As the Deputy is aware, the Vacant Homes Tax is a new measure announced in Budget 2023, which aims to increase the supply of homes for rent or purchase to meet demand. Legislative provision for the tax was made in the Finance Act 2022. The first chargeable period commenced on 1 November 2022. The first self-assessed returns are due on 7 November this year and the tax will be payable on 1 January 2024. Therefore, there is no data available on which to base the costing sought by the Deputy.

A residential property will be within the scope of the Vacant Homes Tax if it has been occupied as a dwelling for less than 30 days in a chargeable period. The Vacant Homes Tax will be charged at a rate equal to three times the property’s existing base Local Property Tax liability, and must be paid in addition to Local Property Tax. A small number of narrow exemptions are available to ensure that home-owners are not excessively penalised for normal temporary vacancy.

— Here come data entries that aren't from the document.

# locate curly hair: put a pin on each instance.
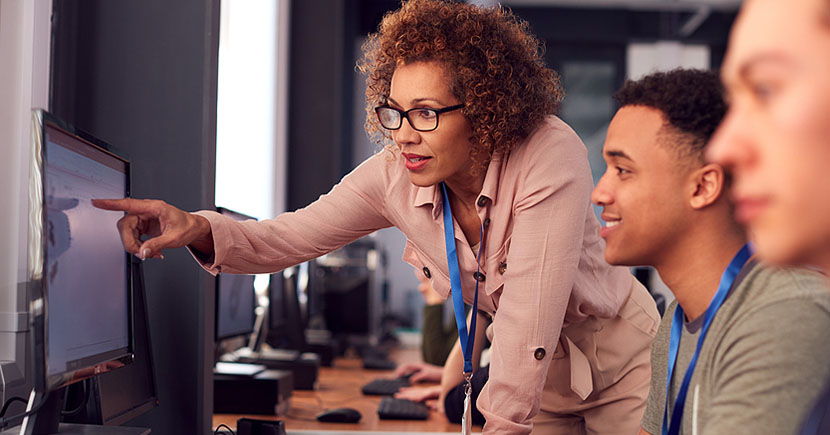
(494, 64)
(691, 101)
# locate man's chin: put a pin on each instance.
(616, 258)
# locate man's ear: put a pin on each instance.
(708, 183)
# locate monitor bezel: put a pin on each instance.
(39, 294)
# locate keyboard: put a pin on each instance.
(374, 363)
(385, 387)
(402, 409)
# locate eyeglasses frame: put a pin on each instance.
(405, 114)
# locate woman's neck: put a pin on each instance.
(465, 187)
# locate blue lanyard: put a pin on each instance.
(455, 286)
(726, 281)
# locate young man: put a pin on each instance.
(746, 341)
(776, 137)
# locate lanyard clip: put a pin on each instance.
(468, 385)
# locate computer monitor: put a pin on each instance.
(116, 397)
(80, 275)
(235, 298)
(287, 329)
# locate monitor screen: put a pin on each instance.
(126, 393)
(121, 395)
(276, 311)
(86, 274)
(286, 329)
(235, 298)
(235, 305)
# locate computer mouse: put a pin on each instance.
(339, 415)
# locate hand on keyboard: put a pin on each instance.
(420, 372)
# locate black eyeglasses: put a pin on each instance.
(421, 119)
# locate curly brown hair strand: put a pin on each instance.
(494, 63)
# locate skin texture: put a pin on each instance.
(776, 136)
(424, 85)
(663, 209)
(638, 191)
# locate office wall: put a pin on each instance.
(142, 76)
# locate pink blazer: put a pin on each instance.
(542, 262)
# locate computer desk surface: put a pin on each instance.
(339, 387)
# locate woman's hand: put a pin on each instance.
(166, 226)
(427, 395)
(420, 372)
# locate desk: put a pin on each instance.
(339, 387)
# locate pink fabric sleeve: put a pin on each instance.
(352, 209)
(549, 219)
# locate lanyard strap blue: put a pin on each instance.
(726, 281)
(455, 285)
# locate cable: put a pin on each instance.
(5, 421)
(218, 432)
(9, 402)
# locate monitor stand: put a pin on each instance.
(45, 420)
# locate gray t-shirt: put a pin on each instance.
(763, 364)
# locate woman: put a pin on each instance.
(461, 96)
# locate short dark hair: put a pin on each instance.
(691, 101)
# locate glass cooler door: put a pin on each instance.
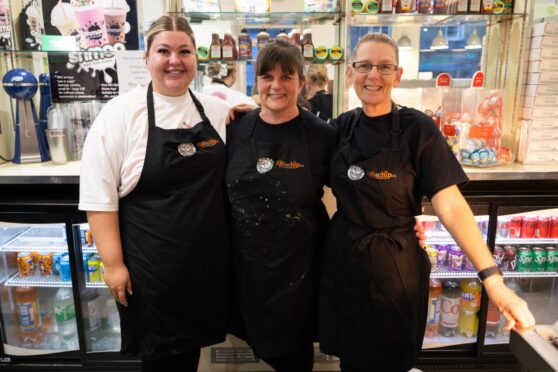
(455, 292)
(100, 316)
(36, 298)
(526, 249)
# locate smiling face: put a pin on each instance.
(278, 91)
(171, 61)
(372, 88)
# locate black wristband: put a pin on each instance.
(489, 271)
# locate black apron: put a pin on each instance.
(175, 242)
(374, 285)
(278, 222)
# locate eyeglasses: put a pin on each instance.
(383, 68)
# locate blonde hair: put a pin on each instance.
(317, 73)
(378, 37)
(168, 23)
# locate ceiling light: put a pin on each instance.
(474, 41)
(439, 41)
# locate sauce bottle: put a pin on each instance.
(262, 38)
(215, 49)
(307, 45)
(386, 6)
(244, 45)
(405, 6)
(282, 34)
(228, 47)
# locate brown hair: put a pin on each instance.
(282, 53)
(317, 74)
(378, 37)
(168, 23)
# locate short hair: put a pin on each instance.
(317, 73)
(168, 23)
(283, 53)
(378, 37)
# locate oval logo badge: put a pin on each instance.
(355, 173)
(264, 165)
(186, 149)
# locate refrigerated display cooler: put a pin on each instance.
(59, 267)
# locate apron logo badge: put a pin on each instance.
(381, 175)
(207, 143)
(186, 149)
(264, 165)
(289, 164)
(355, 173)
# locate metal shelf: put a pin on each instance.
(41, 238)
(37, 280)
(501, 241)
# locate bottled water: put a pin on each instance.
(65, 314)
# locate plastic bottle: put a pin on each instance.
(307, 45)
(449, 314)
(93, 307)
(215, 49)
(434, 307)
(65, 314)
(28, 314)
(469, 306)
(244, 45)
(262, 38)
(228, 47)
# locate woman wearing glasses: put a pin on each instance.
(374, 286)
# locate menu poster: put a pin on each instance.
(79, 76)
(94, 23)
(101, 28)
(31, 25)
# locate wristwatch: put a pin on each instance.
(489, 271)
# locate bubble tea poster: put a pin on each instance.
(101, 28)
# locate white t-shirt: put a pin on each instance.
(229, 95)
(114, 150)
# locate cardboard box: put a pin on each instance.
(536, 54)
(544, 65)
(540, 90)
(529, 113)
(546, 41)
(546, 77)
(540, 101)
(544, 28)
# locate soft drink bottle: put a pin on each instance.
(492, 320)
(28, 314)
(469, 306)
(65, 313)
(434, 306)
(449, 314)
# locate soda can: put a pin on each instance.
(553, 233)
(94, 269)
(499, 256)
(455, 258)
(503, 227)
(442, 255)
(515, 226)
(56, 263)
(25, 265)
(524, 259)
(45, 263)
(65, 273)
(510, 258)
(551, 260)
(543, 227)
(528, 227)
(467, 264)
(539, 259)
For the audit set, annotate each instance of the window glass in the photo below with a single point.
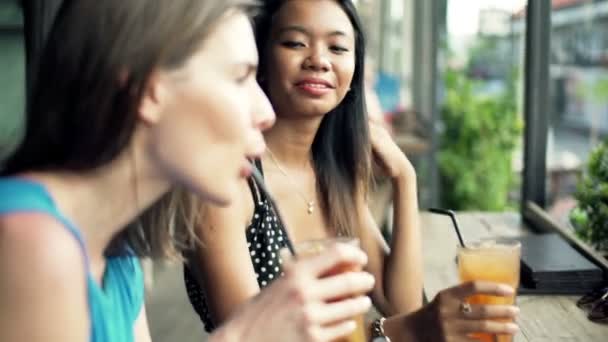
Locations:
(12, 81)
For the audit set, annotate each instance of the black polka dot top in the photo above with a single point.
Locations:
(265, 237)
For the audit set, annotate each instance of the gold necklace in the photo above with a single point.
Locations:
(310, 204)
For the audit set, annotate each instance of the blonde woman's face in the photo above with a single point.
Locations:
(213, 114)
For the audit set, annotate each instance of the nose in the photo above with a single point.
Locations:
(317, 60)
(263, 114)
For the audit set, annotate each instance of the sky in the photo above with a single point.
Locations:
(463, 15)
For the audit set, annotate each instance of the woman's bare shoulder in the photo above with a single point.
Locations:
(41, 245)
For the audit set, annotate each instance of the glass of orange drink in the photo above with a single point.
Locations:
(493, 261)
(314, 247)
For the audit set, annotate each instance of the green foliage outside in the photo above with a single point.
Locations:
(480, 135)
(590, 217)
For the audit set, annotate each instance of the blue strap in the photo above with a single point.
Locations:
(21, 195)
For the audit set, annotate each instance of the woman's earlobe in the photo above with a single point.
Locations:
(150, 107)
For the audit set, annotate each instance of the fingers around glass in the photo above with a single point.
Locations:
(484, 312)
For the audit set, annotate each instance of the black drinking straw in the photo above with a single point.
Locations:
(260, 182)
(451, 214)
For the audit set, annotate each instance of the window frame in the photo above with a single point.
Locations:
(536, 116)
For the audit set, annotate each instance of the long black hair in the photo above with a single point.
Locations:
(341, 150)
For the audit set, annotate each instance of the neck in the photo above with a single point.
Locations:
(290, 140)
(103, 201)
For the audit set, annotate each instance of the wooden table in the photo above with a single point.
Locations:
(542, 318)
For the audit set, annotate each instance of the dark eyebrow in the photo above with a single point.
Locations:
(306, 32)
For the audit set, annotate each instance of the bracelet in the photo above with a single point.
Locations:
(378, 330)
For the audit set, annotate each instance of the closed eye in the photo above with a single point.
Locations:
(292, 44)
(338, 49)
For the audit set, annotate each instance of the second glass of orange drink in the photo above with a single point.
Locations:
(313, 247)
(493, 261)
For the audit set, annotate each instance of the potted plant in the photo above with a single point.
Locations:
(590, 217)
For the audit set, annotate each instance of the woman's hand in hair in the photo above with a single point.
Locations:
(301, 305)
(387, 154)
(444, 320)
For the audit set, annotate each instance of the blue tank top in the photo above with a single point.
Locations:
(114, 307)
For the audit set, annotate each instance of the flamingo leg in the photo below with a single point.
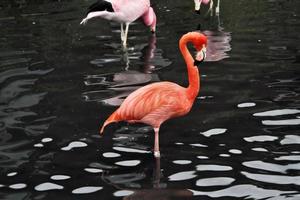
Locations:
(122, 32)
(156, 174)
(218, 8)
(125, 35)
(211, 7)
(156, 143)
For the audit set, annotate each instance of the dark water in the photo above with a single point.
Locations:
(60, 81)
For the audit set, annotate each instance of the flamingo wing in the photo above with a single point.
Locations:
(154, 103)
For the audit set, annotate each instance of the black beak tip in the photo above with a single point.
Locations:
(197, 63)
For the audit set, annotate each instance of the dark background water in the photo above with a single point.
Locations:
(59, 82)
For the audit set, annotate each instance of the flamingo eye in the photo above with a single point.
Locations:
(200, 56)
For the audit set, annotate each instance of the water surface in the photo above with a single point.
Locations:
(60, 81)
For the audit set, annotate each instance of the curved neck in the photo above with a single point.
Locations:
(193, 73)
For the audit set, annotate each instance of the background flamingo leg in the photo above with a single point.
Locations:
(122, 32)
(211, 7)
(156, 143)
(125, 35)
(218, 8)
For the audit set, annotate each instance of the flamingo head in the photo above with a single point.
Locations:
(200, 42)
(198, 4)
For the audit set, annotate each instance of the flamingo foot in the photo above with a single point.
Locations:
(156, 154)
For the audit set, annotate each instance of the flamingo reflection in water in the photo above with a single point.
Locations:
(117, 86)
(218, 41)
(157, 189)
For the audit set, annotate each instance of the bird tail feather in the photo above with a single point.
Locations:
(112, 118)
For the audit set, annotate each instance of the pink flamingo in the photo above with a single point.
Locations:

As with Local Property Tax (LPT), the Vacant Homes Tax will apply only to habitable residential properties - it will not apply to derelict or uninhabitable properties.

The introduction of this tax follows from my Department's commitment under Housing for All to collect data on vacancy with a view to introducing a vacant property tax. The Finance (Local Property Tax) (Amendment) Act 2021 facilitated the collection on data on vacant property through Local Property Tax (LPT) returns.

A preliminary analysis of the vacancy data was published by Revenue in July 2022, following the LPT revaluation in November 2021, and can be found on their website: www.revenue.ie/en/corporate/information-about-revenue/statistics/local-property-tax/lpt-stats-2022/index.aspx.

It should be noted that LPT returns provided information in relation to vacant properties as at the most recent LPT valuation date of 1 November 2021. Properties that were uninhabitable or unsuitable for use as a dwelling, as at 1 November 2021, are not liable for LPT and are not included in this analysis. The data on vacancy have not been verified by Revenue and they were collected for informational purposes only. The data provide an indicative profile of properties, rather than a definitive number of vacant properties. 

In arriving at the estimates for the Budget documentation, certain assumptions were made based on the Revenue data and took into account the number of long-term vacant properties (those unoccupied for greater than 12 months), their valuation band, as well as their reasons for lying vacant which may correspond with an exemption from the tax. It was tentatively estimated that less than 15% of the total properties reported as vacant may be in scope of the tax.

This measure aims to increase the supply of homes for rent or purchase to meet demand, rather than raise revenue. It is a new measure which comes into operation this year. The estimated yield is low, as I anticipate this tax will influence behaviour and lead to property owners putting their vacant properties to more effective use. As such, the number of properties who will be subject to this tax and the eventual yield may be lower than the estimates provided.